Das Bundesgericht hat sich mit Urteil 5A_420/2022 vom 8. Dezember 2022 mit dem Eigentum an einer Quelle auseinandergesetzt.
Dem Urteil lag folgender Sachverhalt zugrunde: A, B und C sind Miteigentümer einer Parzelle in der Gemeinde Brig-Glis, auf der eine Quelle entspringt. Auf Klage dieser Miteigentümer stellte die erste Instanz fest, dass sich die genannte Quelle im Privateigentum der Miteigentümer befindet.
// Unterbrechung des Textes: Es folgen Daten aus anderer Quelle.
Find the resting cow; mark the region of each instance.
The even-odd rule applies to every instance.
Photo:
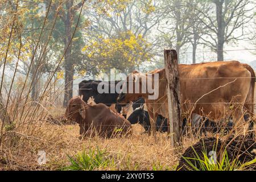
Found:
[[[136,108],[133,113],[128,117],[128,121],[131,124],[139,123],[142,125],[145,132],[147,133],[150,130],[150,122],[148,113],[143,110],[143,106]],[[213,133],[224,133],[226,134],[231,130],[233,127],[233,122],[229,121],[227,123],[221,123],[213,121],[210,121],[205,117],[202,117],[197,114],[193,114],[192,118],[192,127],[193,133],[199,132],[200,134],[206,134],[207,132]],[[182,123],[182,130],[183,133],[185,133],[185,130],[188,129],[187,126],[187,119],[184,118]],[[163,118],[161,115],[159,115],[156,119],[156,131],[160,132],[168,131],[167,119]]]
[[[148,113],[143,110],[143,105],[136,108],[127,118],[131,124],[139,123],[145,129],[146,132],[150,131],[150,122]],[[167,119],[162,115],[158,116],[156,119],[156,131],[167,132],[168,131]]]
[[[121,114],[111,110],[103,104],[86,104],[80,97],[68,102],[65,115],[79,124],[80,134],[110,138],[130,133],[131,123]]]
[[[82,100],[85,102],[87,102],[90,97],[93,97],[94,99],[94,101],[97,104],[102,103],[108,106],[110,106],[112,104],[115,104],[115,109],[120,113],[122,109],[122,106],[123,105],[117,104],[117,99],[118,97],[119,93],[115,90],[115,86],[119,82],[119,81],[118,81],[102,82],[101,81],[92,80],[83,80],[79,84],[79,95],[80,96],[83,96]],[[104,92],[100,93],[98,92],[98,86],[100,83],[104,84],[104,85],[100,85],[100,87],[102,89],[105,89],[105,85],[108,86],[108,93]],[[111,93],[111,90],[114,90],[114,93]],[[134,107],[134,106],[135,107],[138,107],[140,106],[141,104],[144,104],[144,101],[143,98],[139,98],[134,102],[135,104],[133,104],[133,107]],[[126,117],[125,115],[124,116]]]
[[[228,114],[232,116],[235,126],[238,125],[238,122],[245,122],[243,109],[251,115],[253,115],[255,75],[253,69],[247,64],[237,61],[179,64],[178,69],[183,112],[189,113],[191,111],[189,110],[193,109],[192,113],[207,115],[209,119],[212,121],[225,119]],[[156,76],[158,76],[159,85],[154,89],[155,92],[159,92],[158,97],[150,100],[148,97],[152,94],[141,91],[144,86],[141,80],[143,77],[151,79],[148,82],[151,81],[154,85],[153,80]],[[146,74],[134,72],[125,82],[127,90],[131,85],[129,86],[129,77],[131,76],[133,85],[139,84],[139,93],[135,93],[133,87],[133,93],[121,92],[118,101],[120,103],[127,103],[143,97],[154,134],[158,115],[160,114],[168,118],[165,69],[158,69]],[[230,102],[232,102],[231,105]],[[249,127],[253,131],[253,121],[251,121]]]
Auf entsprechende Berufung der Einwohnergemeinde Brig-Glis wurde dieser erstinstanzliche Entscheid aufgehoben und festgehalten, dass es sich bei der Quelle um eine Bachquelle im öffentlichen Eigentum der Gemeinde Brig-Glis handelt. Gegen diesen Entscheid gelangten die Miteigentümer mit Beschwerde ans Bundesgericht.
Quellen sind gestützt auf das Akzessionsprinzip grundsätzlich Bestandteile der Grundstücke, auf welchen sie hervortreten (Art. 667 Abs. 2 ZGB, Art. 704 Abs. 1 ZGB); das Eigentum am Grundstück erstreckt sich daher auch auf die darauf entspringende Quelle. In Abgrenzung dazu besteht an öffentlichen Gewässern unter Vorbehalt anderweitigen Nachweises kein Privateigentum (Art. 664 Abs. 2 ZGB).
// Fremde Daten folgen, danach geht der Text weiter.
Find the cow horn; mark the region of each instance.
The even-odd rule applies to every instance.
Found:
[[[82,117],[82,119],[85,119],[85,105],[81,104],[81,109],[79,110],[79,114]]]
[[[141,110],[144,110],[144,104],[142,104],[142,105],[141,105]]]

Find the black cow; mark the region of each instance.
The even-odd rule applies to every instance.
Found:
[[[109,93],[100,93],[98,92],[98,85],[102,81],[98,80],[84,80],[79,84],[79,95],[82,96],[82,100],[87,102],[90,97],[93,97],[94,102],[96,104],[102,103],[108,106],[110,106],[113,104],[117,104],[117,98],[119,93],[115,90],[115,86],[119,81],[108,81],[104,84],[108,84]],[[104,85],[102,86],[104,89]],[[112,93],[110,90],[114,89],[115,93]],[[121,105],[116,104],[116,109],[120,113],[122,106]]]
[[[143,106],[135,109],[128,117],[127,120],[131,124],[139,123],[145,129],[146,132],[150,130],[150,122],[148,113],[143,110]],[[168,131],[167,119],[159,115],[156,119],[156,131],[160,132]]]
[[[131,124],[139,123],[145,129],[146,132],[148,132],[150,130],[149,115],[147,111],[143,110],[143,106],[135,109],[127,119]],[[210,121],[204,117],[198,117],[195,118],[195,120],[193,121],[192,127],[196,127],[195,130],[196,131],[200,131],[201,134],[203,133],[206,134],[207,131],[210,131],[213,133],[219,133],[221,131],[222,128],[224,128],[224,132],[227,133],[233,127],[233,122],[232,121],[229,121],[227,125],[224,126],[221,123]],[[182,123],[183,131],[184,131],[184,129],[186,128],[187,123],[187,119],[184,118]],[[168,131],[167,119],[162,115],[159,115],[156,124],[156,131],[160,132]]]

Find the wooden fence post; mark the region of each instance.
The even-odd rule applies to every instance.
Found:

Unterschieden werden laut Bundesgericht Privatquellen, auf welche Art. 704 Abs. 1 ZGB Anwendung findet, und öffentliche Bach- oder Flussquellen. Das Bundeszivilrecht nennt die Kriterien nicht, nach denen aufgrund von Art. 664 Abs. 1 ZGB der Hoheit der Kantone unterstellte Gewässer als öffentlich zu betrachten sind. Diese Definition ist Sache der Kantone. Macht der Kanton von dieser Regelungskompetenz Gebrauch, wird die Öffentlichkeit des Gewässers durch einen Akt des Gesetzgebers begründet; das grundsätzlich als Bestandteil des umgebenden Erdbodens im Privateigentum stehende Gewässer wird somit als öffentlich konstituiert.
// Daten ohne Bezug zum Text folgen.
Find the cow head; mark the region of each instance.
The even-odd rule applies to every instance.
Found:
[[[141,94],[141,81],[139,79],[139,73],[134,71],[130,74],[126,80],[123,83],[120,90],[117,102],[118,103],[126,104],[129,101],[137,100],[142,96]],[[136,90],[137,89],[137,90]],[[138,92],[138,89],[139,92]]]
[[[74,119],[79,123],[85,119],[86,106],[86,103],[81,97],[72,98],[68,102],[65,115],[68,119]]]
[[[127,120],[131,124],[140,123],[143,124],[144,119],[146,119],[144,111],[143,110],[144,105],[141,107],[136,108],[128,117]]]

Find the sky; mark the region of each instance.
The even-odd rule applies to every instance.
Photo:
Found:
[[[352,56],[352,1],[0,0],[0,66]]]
Der Kanton Wallis hat von der ihm zustehenden Kompetenz Gebrauch gemacht. Gemäss Art. 163 Abs. 3 EG ZGB fallen Wasserläufe ab demjenigen Punkt, wo sie entspringen, in das öffentliche Eigentum der Gemeinden. Ebenfalls in den Bereich des öffentlichen Gemeindeeigentums gehören grundsätzlich die unterirdischen Gewässer mit einer mittleren Wassermenge von mehr als 300 Liter/Minute (Art. 163 Abs. 4 EG ZGB). Anders als bei unterirdischen Gewässern regelt das kantonale Recht nicht, welche Mächtigkeit und/oder Stetigkeit der oberirdische Wasserlauf aufweisen muss, um als öffentliches Gewässer zu gelten. Damit sind im Kanton Wallis grundsätzlich alle Wasserläufe öffentlich.
Gemäss bundesgerichtlicher Rechtsprechung ist zur Beantwortung der Frage, unter welchen Voraussetzungen ein Wasseraustritt als Bachquelle zu qualifizieren ist, in erster Linie zu prüfen, ob der Wasserausstoss, unabhängig davon, ob das Wasser an einem oder mehreren Orten austritt, von Anfang an einen Wasserlauf – einen Bach – bildet. Ob das entspringende Wasser von Anfang an einen Wasserlauf bzw. einen Bach bildet, sei daran zu messen, ob es sich aufgrund der Mächtigkeit und Stetigkeit des Wasseraustritts ein Bett mit festen Ufern schafft oder zu schaffen vermöchte, wäre es nicht gefasst worden.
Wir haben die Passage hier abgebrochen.